Basic example for using Transformers.jl for sequential autoencoding

I am interested in using Transformers.jl for sequence-to-sequence autoencoding and was hoping to get help solving a minimum working example building and training an appropriate transformer-based sequence-to-sequence autoencoder using Transformer.jl on a synthetic dataset of sequences of varying length.

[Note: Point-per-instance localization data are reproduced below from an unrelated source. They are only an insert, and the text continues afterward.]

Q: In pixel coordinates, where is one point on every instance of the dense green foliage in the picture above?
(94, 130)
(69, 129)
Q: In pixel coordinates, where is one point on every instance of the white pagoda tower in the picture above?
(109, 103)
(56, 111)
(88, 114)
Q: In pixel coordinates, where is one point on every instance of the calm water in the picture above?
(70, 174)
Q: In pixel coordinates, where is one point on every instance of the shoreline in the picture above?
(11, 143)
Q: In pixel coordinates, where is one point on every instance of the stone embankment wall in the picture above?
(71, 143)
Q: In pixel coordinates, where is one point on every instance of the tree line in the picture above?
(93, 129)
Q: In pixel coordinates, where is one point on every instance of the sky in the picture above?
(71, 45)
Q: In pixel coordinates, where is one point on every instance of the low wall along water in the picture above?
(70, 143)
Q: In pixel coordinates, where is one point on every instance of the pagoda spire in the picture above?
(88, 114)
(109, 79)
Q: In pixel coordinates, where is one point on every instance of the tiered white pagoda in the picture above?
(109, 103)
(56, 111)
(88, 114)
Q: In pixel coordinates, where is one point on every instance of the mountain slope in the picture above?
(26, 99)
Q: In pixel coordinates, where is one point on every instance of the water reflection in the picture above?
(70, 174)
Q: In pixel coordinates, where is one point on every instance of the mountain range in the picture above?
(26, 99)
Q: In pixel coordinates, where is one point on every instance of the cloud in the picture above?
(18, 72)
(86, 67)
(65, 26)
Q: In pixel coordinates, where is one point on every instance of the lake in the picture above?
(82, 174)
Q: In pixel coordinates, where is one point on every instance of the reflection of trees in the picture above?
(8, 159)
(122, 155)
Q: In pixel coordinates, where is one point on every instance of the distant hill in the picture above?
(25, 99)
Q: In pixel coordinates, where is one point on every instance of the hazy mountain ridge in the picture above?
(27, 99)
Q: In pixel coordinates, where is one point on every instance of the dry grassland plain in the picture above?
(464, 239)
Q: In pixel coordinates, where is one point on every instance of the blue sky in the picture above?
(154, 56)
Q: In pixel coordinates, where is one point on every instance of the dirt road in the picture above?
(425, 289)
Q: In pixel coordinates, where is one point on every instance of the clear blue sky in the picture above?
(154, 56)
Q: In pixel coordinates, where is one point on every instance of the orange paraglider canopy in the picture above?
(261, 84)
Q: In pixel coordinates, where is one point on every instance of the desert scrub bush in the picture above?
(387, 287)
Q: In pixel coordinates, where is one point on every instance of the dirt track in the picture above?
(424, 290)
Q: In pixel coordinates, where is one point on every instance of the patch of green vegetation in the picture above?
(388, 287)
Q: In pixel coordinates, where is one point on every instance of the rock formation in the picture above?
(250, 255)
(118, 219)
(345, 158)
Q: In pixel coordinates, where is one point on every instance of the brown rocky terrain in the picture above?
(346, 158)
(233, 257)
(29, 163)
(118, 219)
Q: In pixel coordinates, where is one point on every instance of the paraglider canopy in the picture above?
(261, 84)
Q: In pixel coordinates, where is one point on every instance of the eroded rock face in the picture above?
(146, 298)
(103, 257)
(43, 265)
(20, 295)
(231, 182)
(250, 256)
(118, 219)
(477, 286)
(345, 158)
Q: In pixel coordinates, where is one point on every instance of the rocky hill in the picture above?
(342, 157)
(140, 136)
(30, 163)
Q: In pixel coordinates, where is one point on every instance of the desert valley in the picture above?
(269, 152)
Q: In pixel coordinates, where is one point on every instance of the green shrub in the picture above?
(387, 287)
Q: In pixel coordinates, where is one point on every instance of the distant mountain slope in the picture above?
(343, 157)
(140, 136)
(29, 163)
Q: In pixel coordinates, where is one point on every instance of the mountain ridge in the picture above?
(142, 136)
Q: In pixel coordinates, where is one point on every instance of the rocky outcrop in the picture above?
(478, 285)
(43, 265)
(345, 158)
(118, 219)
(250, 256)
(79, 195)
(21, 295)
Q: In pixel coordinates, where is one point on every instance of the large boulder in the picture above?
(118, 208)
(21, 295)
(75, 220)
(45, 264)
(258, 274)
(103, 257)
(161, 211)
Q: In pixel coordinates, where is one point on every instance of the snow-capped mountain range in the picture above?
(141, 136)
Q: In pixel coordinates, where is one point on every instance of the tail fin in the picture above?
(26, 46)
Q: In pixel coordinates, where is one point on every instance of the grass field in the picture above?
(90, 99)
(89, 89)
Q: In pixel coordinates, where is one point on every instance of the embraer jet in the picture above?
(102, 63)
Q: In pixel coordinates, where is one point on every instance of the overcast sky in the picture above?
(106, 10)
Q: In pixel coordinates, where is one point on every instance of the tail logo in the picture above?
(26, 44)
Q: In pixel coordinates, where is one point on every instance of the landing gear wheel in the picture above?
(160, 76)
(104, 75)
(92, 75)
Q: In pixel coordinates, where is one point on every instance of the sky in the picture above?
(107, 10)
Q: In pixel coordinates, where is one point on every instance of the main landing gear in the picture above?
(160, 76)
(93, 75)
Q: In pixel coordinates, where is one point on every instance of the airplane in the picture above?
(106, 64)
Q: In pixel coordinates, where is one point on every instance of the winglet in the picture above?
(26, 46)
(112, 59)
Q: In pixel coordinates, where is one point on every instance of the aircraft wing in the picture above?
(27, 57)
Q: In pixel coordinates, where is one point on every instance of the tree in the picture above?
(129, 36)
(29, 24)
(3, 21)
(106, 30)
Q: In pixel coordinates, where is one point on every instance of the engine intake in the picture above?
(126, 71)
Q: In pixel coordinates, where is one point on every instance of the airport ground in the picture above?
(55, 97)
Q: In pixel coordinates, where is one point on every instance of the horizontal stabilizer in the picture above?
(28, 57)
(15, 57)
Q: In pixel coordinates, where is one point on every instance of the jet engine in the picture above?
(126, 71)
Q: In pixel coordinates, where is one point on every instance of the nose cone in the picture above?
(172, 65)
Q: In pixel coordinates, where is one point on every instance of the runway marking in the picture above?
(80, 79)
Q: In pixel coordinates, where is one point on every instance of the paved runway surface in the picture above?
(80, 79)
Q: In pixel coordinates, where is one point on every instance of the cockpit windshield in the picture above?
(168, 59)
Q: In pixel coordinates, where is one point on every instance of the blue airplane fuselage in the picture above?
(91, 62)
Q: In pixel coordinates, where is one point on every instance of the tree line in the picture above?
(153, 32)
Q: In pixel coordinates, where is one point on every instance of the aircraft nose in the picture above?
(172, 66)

For example, consider the following dataset, which has consists of sequences of random samples from a Gaussian distribution:

# Set parameters for synthetic sequence data generation
elem_dim = 5; # The number of dimensions in a sequence's element
mean_seq_length = 10; # Desired average length of sequences 
std_seq_length = 3; # Standard deviation in length of sequences 
num_seqs = 100; # Number of sequences to generate

seqs = [
    [randn(elem_dim,1) for j = 1:(std_seq_length*randn() + mean_seq_length)] 
    for i = 1:num_seqs]
]

Given data of this format, I am interested in the answers to the following questions:

  1. How does the variable seqs need to be formatted in order to be input into a transformer using Transformers.jl?
  2. What is the smallest, most basic transformer-based architecture for sequence-to-sequence autoencoding for data of this type?

Thank you very much for your time and help.I apologize that this question is quite basic, but I haven’t been able to find a suitable answer online.